The Wages of Fear is a 2024 French action thriller film directed and co-written by Julien Leclercq, and starring Franck Gastambide, Ana Girardot, Alban Lenoir and Sofiane Zermani. It is a remake of the 1953 film by Henri-Georges Clouzot, in turn based on the 1950 novel by Georges Arnaud. It was released on March 29, 2024 on Netflix.

==Plot==

In a desert nation undergoing revolutionary upheaval, four mercenary adventurers are commissioned by an oil corporation to undertake a high-stakes logistical operation. Their objective is to transport nitroglycerin, securely loaded onto two trucks, to extinguish a massive oil well fire threatening a refugee camp housing approximately 5,000 individuals, including the family of one of the operatives.

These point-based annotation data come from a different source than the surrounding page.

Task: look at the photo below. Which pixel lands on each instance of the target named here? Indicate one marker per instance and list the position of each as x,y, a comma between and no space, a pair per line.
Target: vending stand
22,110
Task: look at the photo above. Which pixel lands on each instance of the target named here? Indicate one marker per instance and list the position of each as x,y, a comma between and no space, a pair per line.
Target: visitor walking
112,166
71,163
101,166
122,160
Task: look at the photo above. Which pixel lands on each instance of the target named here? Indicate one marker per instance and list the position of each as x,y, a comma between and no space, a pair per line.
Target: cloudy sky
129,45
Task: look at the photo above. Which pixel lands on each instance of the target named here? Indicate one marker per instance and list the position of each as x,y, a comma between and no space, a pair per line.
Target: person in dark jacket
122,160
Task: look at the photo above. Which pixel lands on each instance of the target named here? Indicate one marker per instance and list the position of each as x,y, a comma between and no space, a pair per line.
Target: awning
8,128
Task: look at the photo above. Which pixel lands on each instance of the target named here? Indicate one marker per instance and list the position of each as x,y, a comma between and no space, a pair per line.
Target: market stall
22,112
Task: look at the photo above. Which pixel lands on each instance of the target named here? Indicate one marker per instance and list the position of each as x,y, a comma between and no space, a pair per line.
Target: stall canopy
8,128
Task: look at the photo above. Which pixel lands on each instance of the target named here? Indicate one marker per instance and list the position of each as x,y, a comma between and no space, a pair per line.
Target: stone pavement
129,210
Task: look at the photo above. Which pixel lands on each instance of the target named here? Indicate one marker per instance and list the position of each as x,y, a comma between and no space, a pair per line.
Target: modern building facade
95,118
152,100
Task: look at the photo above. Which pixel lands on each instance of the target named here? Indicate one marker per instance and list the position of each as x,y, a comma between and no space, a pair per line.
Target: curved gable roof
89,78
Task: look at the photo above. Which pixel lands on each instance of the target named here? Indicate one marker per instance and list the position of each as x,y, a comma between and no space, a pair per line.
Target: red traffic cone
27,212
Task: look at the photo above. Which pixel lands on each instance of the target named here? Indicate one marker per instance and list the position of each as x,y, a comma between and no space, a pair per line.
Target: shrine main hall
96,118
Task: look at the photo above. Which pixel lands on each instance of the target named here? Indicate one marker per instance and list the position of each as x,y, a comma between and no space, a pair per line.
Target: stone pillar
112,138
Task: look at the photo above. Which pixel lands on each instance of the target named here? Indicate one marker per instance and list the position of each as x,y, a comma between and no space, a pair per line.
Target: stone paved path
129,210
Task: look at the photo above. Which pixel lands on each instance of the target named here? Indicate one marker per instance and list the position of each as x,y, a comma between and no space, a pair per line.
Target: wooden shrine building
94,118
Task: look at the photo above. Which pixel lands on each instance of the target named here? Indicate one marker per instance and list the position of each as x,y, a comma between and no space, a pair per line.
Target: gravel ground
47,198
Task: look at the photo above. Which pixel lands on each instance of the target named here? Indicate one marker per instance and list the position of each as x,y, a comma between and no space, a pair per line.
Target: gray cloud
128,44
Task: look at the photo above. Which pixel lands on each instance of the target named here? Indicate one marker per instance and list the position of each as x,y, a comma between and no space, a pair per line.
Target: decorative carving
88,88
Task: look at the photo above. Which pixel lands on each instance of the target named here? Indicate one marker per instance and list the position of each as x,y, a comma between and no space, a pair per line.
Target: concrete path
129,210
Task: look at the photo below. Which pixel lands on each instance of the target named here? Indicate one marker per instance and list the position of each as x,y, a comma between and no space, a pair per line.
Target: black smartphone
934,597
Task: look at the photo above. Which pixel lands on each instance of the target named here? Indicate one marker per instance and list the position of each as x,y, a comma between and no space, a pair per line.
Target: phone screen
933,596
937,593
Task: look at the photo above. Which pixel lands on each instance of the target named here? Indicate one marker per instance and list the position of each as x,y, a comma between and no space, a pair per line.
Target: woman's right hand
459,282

The mission requires traversing several hundred kilometers of hazardous desert terrain while circumventing numerous obstacles and dangers. In exchange for the successful completion of this perilous task, the mercenaries are offered substantial financial compensation.

== Production ==
The project was announced in April 2023. In the official statement, the writer-director declared: "Bringing this talent together for the reboot of such a film—for a global release on Netflix—compels me to pour my heart and soul into it. The ambition is immense."

=== Filming ===
Filming took place in Morocco over 60 days in early 2023.

==Reception==
Chase Hutchinson of Collider stated: "While it was unlikely that this remake would ever come close to the original, which was itself based on a novel, just how far short it falls is almost impressive. The action, more built around sporadic shootouts and forced hand-to-hand fight sequences, is never even remotely thrilling... It is like a chasm is being opened up before us where you can see the brilliant heights of Clouzot’s film and the dire depths that this one just keeps falling further into. By the time it hits rock bottom, you’re just glad it's over."

Padraig Cotter of Screen Rant wrote: "The Wages of Fear isn't terribly emotional and plays like a cross between a Fast and Furious movie and an extended Call of Duty mission. Still, in keeping with its Fast and Furious inspiration, family drama plays an important role."

On the review aggregator website Rotten Tomatoes, 20% of 10 critics' reviews are positive.